You’ve just come off season 2 of House Rules. What was one common problem you saw across all the teams when it came to renovating?
“The House Rules teams had the same problems as any renovator – just amplified! For me, the hardest thing was watching them having to make snap decisions. Good design often needs to be nurtured and explored, especially when you are a novice, and our teams didn’t have that luxury. Another challenge for our teams was having to think like a Designer and create spaces for someone else – that’s an area of expertise that amateurs don’t have experience in and it was often a real struggle”.
Timing was often a key issue, but it seems to be just as difficult in the real world for renovators. Is careful planning crucial?
“When renovating, careful planning is crucial, but so is patience. It is never worth rushing something to speed up the process. Hold out for what you want, or the tradesman you want; it is always worth it in the end. You’ve got to be in it for the long haul”.
I love me some colour in the home, but it often intimidates people. What’s your best piece of advice when it comes to introducing colour?
“I always say to throw caution to the wind if it can be changed in a weekend. Anything that isn’t permanent like paint, wallpaper, furnishings and accessories are a great way to be bold with colour and pattern. Really go for it and just see what happens – you may be pleasantly surprised (or busy the next weekend…….!)”.

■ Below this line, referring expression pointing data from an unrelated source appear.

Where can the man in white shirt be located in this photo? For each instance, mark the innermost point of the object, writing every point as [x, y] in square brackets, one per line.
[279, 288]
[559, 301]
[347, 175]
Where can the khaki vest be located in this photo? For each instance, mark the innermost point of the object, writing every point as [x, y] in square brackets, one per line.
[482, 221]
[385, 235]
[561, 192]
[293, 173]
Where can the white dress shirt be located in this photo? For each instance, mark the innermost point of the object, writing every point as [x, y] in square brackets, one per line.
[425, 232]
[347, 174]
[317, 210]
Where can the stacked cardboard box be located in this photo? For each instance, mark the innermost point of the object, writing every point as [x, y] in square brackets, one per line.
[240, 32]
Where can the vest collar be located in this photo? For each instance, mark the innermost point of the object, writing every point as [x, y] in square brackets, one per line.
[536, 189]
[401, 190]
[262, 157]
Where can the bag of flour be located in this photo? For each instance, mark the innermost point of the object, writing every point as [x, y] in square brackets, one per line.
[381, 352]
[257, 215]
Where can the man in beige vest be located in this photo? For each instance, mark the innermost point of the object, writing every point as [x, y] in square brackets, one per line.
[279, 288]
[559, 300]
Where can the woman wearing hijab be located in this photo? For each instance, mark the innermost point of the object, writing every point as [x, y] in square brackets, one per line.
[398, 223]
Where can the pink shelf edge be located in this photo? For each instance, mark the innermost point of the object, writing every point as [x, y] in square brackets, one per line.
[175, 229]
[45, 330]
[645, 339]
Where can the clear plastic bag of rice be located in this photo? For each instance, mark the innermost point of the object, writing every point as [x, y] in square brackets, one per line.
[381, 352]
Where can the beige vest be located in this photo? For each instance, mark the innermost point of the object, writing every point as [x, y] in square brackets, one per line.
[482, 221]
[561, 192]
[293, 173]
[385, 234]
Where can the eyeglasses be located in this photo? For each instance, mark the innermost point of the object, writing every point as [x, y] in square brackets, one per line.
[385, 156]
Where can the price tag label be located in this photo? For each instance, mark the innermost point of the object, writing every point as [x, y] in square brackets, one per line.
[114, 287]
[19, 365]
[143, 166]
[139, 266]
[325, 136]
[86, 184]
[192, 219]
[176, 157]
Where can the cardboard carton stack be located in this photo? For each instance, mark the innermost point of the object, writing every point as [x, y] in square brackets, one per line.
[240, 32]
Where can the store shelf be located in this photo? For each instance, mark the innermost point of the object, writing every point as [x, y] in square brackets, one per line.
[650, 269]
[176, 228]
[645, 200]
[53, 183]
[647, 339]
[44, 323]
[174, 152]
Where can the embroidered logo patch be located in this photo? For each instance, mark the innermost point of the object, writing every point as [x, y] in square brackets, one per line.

Above: Carolyn’s amazing interior design work. Isn’t it grand?
How do you best link rooms in an open plan home but still keep it looking lively? I saw this as another issue this season on House Rules.
“Rooms in an open plan layout are best linked with colour and style. If you want to make a bold colour statement in one room, introduce it in a smaller scale in the preceding space – just ease it in. Make sure there is a relationship between patterns and textures, in varying degrees and intensity as you move from one area to another. Things shouldn’t be matchy-matchy, but they do need to talk to each other and be cohesive in terms of style and scale”.
Your own portfolio showcases unique rooms with a sense of heart and surprise. How do you inject personality into a home?
“A sense of heart and surprise – oh I love that, thank you! I aim for a curated look that is layered, textured and approachable. Mixing high-end new items with up-cycled and vintage pieces that have a story and patina stops a home from feeling like a showroom. The best way to inject personality is to trust your design eye and only buy what you love. A designer can weave an invisible thread through your pieces that ties everything together – so if you don’t have those skills, engage someone who does and that can interpret your own style for you, just with more confidence!”.
Form and function meeting are important in design. Do you think people often forget about function and how do you mesh the two?
“I always say ‘No amount of pretty will save a bad layout’. Function always comes first in any design. It’s so important to utilise every square centimetre of real estate so that your spaces work for the way you live. Finishes and fixtures can be changed or upgraded down the track but getting your floor plan right is a one off deal when you’re renovating, so give it the attention it deserves. Get the bones right and all else will follow. You can then layer on the ‘fabulous’ to your heart’s content!”.